The intelligence services’ chief rendered its forecasts more specific. "Putin will most likely concentrate on restoring the unity of the elite, protecting accumulated riches, and offering new opportunities for the enrichment of the elite," Gen. Clapper told senators, stipulating that the Kremlin will also have to look after ordinary citizens. "He will attempt to ensure the kind of standard of living that will be able to pacify the masses," the head of US intelligence believes. "At the same time, it will be increasingly difficult to keep control of the growing demands for change, in view of Russia’s modest growth rates."

The US special services’ experts do not expect serious changes in Russia’s external policy. "The return of Putin is unlikely to lead to an immediate or conspicuous rollback in relations between Russia and the United States, but it will be increasingly difficult to develop bilateral relations," US intelligence believes, clarifying that "Putin’s instinctive distrust" of the United States could complicate the situation. The report reaches the conclusion that the development of genuine partnership relations between Moscow and Washington is impossible because "Russian continues to regard the reset policy as the United States’ personal initiative" and expects that Washington will now display "flexibility and readiness for compromises for the sake of continuing cooperation."

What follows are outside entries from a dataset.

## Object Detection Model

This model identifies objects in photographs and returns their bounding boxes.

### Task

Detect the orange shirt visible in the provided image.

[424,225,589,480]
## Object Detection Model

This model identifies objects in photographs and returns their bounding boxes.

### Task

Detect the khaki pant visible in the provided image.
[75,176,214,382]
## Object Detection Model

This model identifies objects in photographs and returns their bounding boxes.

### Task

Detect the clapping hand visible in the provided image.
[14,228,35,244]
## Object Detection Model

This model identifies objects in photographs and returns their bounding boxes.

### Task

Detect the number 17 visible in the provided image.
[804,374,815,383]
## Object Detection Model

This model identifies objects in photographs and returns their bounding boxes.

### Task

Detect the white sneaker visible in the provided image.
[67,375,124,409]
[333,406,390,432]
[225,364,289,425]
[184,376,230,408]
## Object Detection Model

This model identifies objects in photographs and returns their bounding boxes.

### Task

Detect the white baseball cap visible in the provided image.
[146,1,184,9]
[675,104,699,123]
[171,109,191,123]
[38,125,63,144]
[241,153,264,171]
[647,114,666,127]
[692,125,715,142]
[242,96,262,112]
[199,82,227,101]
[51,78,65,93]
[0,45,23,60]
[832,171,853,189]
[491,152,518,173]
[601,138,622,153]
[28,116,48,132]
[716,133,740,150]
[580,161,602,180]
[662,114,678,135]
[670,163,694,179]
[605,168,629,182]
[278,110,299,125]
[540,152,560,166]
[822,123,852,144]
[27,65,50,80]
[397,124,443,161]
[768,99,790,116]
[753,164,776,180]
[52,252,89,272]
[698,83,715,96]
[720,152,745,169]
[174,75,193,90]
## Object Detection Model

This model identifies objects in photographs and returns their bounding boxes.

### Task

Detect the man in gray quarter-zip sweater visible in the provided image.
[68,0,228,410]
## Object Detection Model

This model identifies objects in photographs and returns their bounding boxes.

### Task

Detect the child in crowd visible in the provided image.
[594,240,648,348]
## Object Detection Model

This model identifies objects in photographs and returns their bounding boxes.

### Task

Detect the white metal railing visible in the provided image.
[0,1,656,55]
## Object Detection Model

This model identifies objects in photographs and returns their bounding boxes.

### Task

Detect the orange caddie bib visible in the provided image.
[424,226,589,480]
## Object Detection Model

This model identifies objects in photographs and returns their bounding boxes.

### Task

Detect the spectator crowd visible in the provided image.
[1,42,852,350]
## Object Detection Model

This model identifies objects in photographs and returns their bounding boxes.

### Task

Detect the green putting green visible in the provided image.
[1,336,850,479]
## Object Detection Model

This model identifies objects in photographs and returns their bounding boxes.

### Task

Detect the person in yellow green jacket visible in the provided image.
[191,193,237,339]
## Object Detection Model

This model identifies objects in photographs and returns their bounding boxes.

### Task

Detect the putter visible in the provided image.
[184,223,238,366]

American intelligence regards missile defence as the main problem in bilateral relations with the Russian Federation. "Moscow’s concern over the United States’ plans to deploy missile defence could cause Russia to pull out of further talks on the reduction of nuclear weapons," Gen. Clapper warned senators. No real collaboration with Russia should be expected, in his opinion, in resolving the problems of Syria and Iran either, because the Kremlin fears that the West’s operations there "have regime change as their goal."

American intelligence also assesses Russia’s plans to modernize its Army sceptically. "The reform programmes will enable the Russian Army to conquer its smaller neighbours more quickly and to preserve dominant positions in the post-Soviet area," the head of US intelligence acknowledged. "But all the same, this will not be able to give the Russian Army the ability to conduct serious offensive operations against NATO."

In the opinion of experts, the report of the American special services cannot by itself serve as a clear sign of the United States’ disenchantment with the reset policy and the forthcoming change in the Kremlin. "In the United States, various views on Russia are expressed at the level of different subdepartments. What is said in the State Department may not coincide with the point of view of the special services, because there is a rivalry between them," Yuriy Rogulev, director of the Moscow State University Franklin D. Roosevelt Foundation for United States Studies, explained to Kommersant. In his opinion, the position of the US intelligence community with regard to Russia is, as a rule, the most critical, because the CIA traditionally regards Moscow as a potential threat to the United States, irrespective of the level of relations. However, the expert acknowledges that US intelligence "often makes public only what people want to hear from it, and the latest report could serve as a confirmation of the consolidation of a harder line towards Russia on the part of the US Congress."